China Issues Deadly Warning to Taiwanese Separatists

Taiwan’s President Lai Ching-te last week blasted Beijing for threatening to impose the death penalty on the so-called extremist separatists advocating for Taiwanese independence.

On Friday, June 21, Beijing released new guidelines for Chinese judges, prosecutors, and state security, calling for “severe” punishment for those in Taiwan who support independence over their attempts to incite “secession crimes,” even though the Chinese authorities have no jurisdiction over Taiwan.

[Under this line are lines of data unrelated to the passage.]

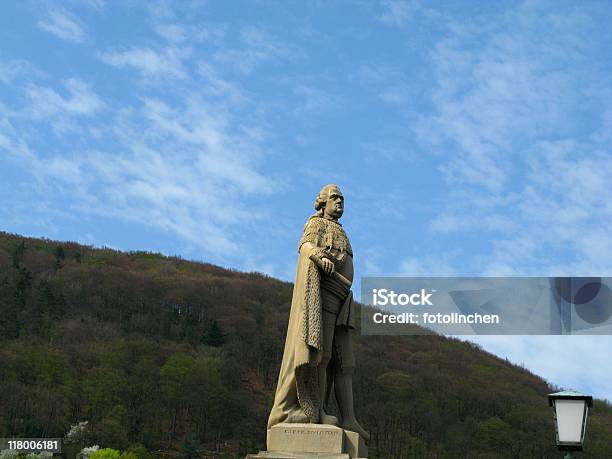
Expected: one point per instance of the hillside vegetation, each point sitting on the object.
(178, 358)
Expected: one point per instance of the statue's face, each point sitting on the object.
(334, 207)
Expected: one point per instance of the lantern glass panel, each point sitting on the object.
(570, 419)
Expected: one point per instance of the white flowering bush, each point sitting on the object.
(76, 431)
(88, 451)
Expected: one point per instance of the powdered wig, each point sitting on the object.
(322, 198)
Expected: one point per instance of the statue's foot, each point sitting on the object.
(328, 419)
(297, 417)
(353, 425)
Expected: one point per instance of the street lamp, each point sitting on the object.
(570, 409)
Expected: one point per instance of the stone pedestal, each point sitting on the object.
(312, 441)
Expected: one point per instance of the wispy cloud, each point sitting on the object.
(397, 12)
(63, 25)
(12, 69)
(81, 100)
(166, 62)
(516, 167)
(259, 46)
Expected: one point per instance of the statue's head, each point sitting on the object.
(330, 202)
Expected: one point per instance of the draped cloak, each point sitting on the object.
(297, 392)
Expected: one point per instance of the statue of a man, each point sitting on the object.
(318, 348)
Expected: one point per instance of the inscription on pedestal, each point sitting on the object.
(305, 438)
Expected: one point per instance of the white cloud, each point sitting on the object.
(63, 25)
(523, 170)
(397, 12)
(259, 47)
(81, 100)
(173, 33)
(10, 70)
(514, 163)
(167, 62)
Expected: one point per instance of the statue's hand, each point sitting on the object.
(327, 265)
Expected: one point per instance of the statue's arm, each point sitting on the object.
(308, 249)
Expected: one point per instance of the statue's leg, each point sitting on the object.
(329, 323)
(343, 383)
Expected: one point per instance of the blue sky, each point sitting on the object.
(469, 138)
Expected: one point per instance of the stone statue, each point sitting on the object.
(318, 349)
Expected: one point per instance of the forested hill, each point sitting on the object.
(176, 358)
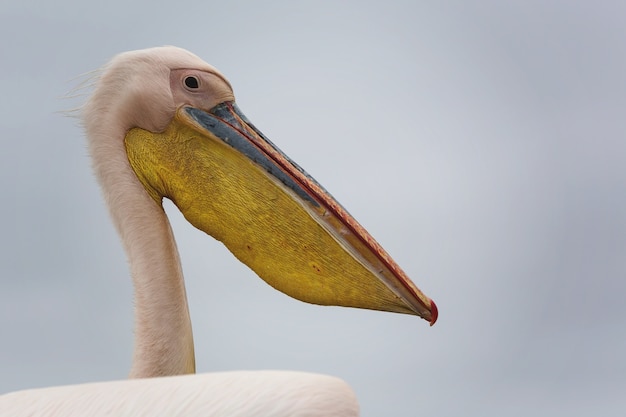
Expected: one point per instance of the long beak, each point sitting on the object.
(231, 182)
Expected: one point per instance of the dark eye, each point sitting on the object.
(191, 82)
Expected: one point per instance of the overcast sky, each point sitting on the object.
(483, 146)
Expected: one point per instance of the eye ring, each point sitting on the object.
(191, 82)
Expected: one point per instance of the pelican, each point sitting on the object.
(162, 123)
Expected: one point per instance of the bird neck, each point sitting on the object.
(163, 335)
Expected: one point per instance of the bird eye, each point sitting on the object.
(191, 82)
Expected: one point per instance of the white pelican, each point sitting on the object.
(162, 123)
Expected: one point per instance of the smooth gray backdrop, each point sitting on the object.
(483, 145)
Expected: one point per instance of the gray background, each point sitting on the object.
(482, 145)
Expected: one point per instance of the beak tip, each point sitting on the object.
(434, 313)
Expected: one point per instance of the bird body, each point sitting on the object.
(162, 123)
(228, 394)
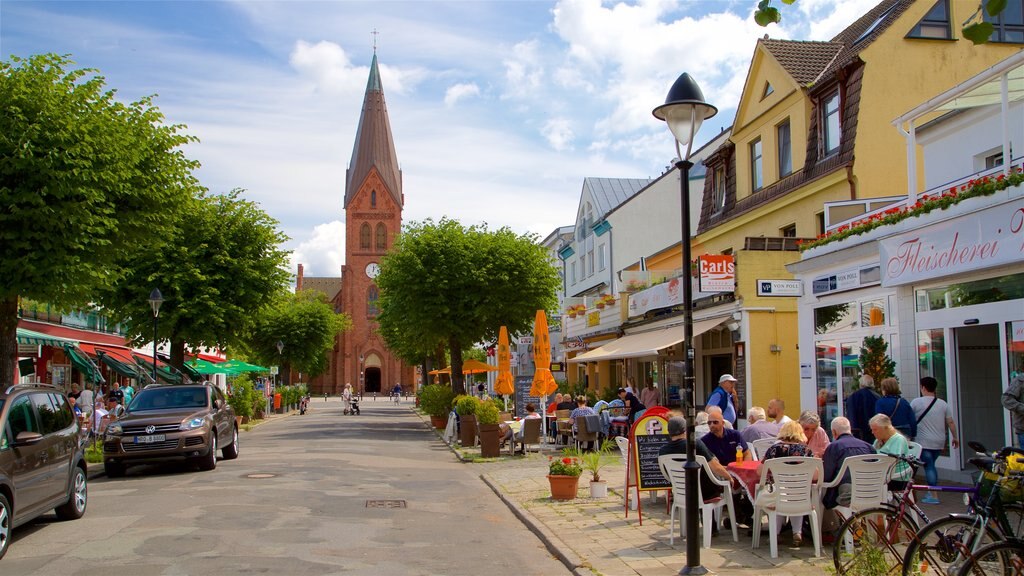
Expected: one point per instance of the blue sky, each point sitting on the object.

The Chinese government, which considers Taiwan a part of China, has not been hesitant to express its disapproval of President Lai who took office in May. Beijing, which has described Lai as a “separatist,” launched war games in the Strait of Taiwan following his inauguration. 

When asked about the new guidelines at a press conference last Monday, President Lai stressed that Beijing had no authority to impose sanctions on the Taiwanese people over “the positions they hold.” He added that China had no right to target the rights of those across its borders.

Lai noted that for Chinese officials, anyone who does not support Taiwan’s reunification with mainland China is considered a separatist.

He called on Beijing to acknowledge the existence of the Republic of China (the former name for Taiwan) and urged Chinese officials to engage in “dialogue” and “exchanges” with “Taiwan’s democratically elected” and “legitimate government.”

He said if China refuses, the relations between it and Taiwan would “only become more and more estranged.”

In a press briefing last Monday, US State Department press secretary Matthew Miller said Washington condemned Beijing’s “escalatory and destabilizing language and actions.” He told reporters that a “peaceful resolution” to China’s differences with Taiwan would not be achieved through “threats and legal warfare.”

The Mainland Affairs Council of Taiwan on June 21 urged the public not to be fearful of the threats from Beijing, reiterating that authorities in China “have absolutely no jurisdiction over Taiwan” and Beijing’s “so-called laws” are not binding on the Taiwanese people.